HDP Mardin Milletvekili Mithat Sancar, Meclis'te devam eden Anayasa değişiklik teklifi görüşmelerinde konuştu.

Sancar, "Dyelim ki buradan geçti; meydana ineceğiz referandum için. Siz, en ciddi rakibinizin, "hayır" kampanyasının en etkili aktörünün elini kolunu bağlayarak bir "evet" kampanyası yürütmeyi içinize sindirebiliyor musunuz?" diye sordu.

HDP'li Mithat Sancar, Anayasa değişikliğinin kabulü ve sistemin yerleşmesi halinde  sonucun "intikamcılık ve rövanşizm" olacağını ifade etti

Sancar'ın konuşmasından satırbaşları şöyle:

"AKP temsilcileri ve Hükümet adına konuşan bakanlar bu teklifi savunurken birkaç gerekçe ileri sürüyorlar. İleri sürdükleri gerekçelerden ilki "Başkanlık" ya da "Cumhurbaşkanlığı sistemi" adı verdikleri bu yeni sistemin Türkiye'ye istikrar getireceği iddiasıdır. Oysa istikrar açısından baktığımızda asıl büyük sorunun AKP'nin güçlendiği dönemlerde yaşandığını görürüz. AKP güçlendikçe ülkeye ne demokrasi açısından istikrar geliyor ne ekonomik açıdan istikrar geliyor ne de toplumsal barışı sağlayacak bir uzlaşma ortamı ortaya çıkıyor.
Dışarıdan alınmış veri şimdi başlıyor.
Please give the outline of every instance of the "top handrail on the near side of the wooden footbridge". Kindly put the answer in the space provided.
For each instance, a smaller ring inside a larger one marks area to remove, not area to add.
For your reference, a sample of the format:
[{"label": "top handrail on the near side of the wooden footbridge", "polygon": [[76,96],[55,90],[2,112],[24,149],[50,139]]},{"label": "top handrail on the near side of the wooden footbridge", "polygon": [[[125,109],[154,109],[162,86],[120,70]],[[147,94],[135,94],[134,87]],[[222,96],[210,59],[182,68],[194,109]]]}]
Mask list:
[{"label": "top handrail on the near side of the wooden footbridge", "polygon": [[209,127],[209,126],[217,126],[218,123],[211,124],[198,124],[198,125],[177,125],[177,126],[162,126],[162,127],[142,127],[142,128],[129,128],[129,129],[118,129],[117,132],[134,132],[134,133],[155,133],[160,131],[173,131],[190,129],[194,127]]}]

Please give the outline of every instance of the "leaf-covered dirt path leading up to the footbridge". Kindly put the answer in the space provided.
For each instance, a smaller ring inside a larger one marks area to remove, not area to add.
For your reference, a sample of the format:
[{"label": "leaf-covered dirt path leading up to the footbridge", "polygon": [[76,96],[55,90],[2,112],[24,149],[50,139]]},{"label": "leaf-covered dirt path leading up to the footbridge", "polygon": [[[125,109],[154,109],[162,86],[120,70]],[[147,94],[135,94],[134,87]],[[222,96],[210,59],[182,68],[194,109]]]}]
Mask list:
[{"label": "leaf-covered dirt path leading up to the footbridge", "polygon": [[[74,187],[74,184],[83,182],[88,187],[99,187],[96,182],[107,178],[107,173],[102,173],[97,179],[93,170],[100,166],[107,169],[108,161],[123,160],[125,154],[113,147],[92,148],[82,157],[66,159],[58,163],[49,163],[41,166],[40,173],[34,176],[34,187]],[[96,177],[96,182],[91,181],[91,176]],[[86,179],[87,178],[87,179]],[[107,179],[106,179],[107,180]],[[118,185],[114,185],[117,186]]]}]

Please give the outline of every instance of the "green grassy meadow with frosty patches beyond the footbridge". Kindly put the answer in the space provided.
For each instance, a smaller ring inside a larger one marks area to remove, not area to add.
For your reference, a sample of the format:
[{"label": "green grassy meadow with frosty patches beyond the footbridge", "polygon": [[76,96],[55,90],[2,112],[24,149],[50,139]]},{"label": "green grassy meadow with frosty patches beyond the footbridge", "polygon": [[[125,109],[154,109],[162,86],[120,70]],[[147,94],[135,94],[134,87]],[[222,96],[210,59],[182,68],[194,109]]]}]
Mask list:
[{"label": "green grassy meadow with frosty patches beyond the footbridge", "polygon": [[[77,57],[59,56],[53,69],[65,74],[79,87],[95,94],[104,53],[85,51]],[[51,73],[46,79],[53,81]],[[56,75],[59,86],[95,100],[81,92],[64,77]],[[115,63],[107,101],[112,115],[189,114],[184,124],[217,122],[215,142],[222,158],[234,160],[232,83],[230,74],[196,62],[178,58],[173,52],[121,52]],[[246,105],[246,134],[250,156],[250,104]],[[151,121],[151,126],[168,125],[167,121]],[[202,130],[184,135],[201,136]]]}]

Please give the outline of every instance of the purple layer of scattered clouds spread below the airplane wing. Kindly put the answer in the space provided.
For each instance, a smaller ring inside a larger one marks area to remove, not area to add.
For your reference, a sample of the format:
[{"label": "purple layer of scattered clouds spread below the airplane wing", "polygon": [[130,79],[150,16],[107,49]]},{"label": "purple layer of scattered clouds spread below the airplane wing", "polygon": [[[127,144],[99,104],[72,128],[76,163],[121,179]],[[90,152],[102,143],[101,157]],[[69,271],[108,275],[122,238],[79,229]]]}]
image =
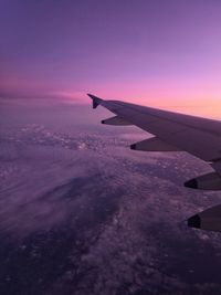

BÜTÜN YETKİ CUMHURBAŞKANINDA TOPLANIYOR

AKP sözcülerinin ileri sürdüğü ikinci gerekçe hukuk devletini güçlendirmek istediği şeklindedir. Hukuk devletinin iki temel kuralı var birbirine bağlı, biri kuvvetler ayrılığıdır diğeri de buna bağlı olarak yargı bağımsızlığıdır. Peki bu teklifte kuvvetler ayrılığı var mı? Hayır. Kesinlikle yok. Bütün yetki nihai olarak Cumhurbaşkanında toplanıyor. Bu sistemde bir fren ve denetleme organı olması gereken yargı yine Cumhurbaşkanının denetimi altına sokuluyor, doğrudan veya dolaylı olarak.

Yargı bağımsızlığı kaldırılıyor. Üçüncü gerekçe içinse: "Bu teklifle biz demokrasiyi güçlendiriyoruz diyorlar." Demokrasiden anladıkları görülüyor ki sadece seçimlerdir. Seçimlere dayalı bir sistem, cumhurbaşkanının doğrudan halk tarafından seçilmesi demokrasiyi güçlendirmek olarak sunuluyor.

Seçim, demokrasinin vazgeçilmez şartıdır, varlık sebebidir; doğru fakat tek şartı değildir. Ayrıca, seçimin var olması tek başına bir sistemi demokrasi olarak nitelemeye yetmez.

EN CİDDİ RAKİBİNİZİN ELİ KOLU BAĞLI

Diyelim ki buradan geçti; meydana ineceğiz referandum için. Siz, en ciddi rakibinizin, "hayır" kampanyasının en etkili aktörünün elini kolunu bağlayarak bir "evet" kampanyası yürütmeyi içinize sindirebiliyor musunuz?

Buna "demokrasi" diyebiliyor musunuz? Diyebiliyorsanız size söyleyecek bir söz bulamıyorum. Bu kadar çok yetki verdiğiniz bir Cumhurbaşkanı neredeyse hukukun tamamen denetimi dışında faaliyet gösterme imkânına sahiptir. Anayasa Komisyonu görüşmeleri sırasında söyledim. Bu kadar çok hukuksuzluk yaşanıyor bu ülkede, her gün yeni hukuksuzluklar yaşanıyor. Yarın öbür gün başkanlık seçimini AKP kaybederse, rakibi olan siyasi güç kazanırsa, gelip aynı yöntemleri AKP'lilere uygularsa itirazınız olacak mı?

Eğer bu sistem yerleşirse sonu intikamcılıktır, rövanşizmdir. Bugün herkesi terörist ilan ediyorsunuz. Seçimi alan siyasi güç çıktı, dedi ki: "AKP terörist bir örgüttü zamanında. Oraya mensup olanlar, iltisak edenler, yardım edenler, çalışanlar teröristti." O zaman biz sizi savunacağız, o haksızlıklara karşı çıkacağız ama sizin karşı çıkma hakkınız olmayacak.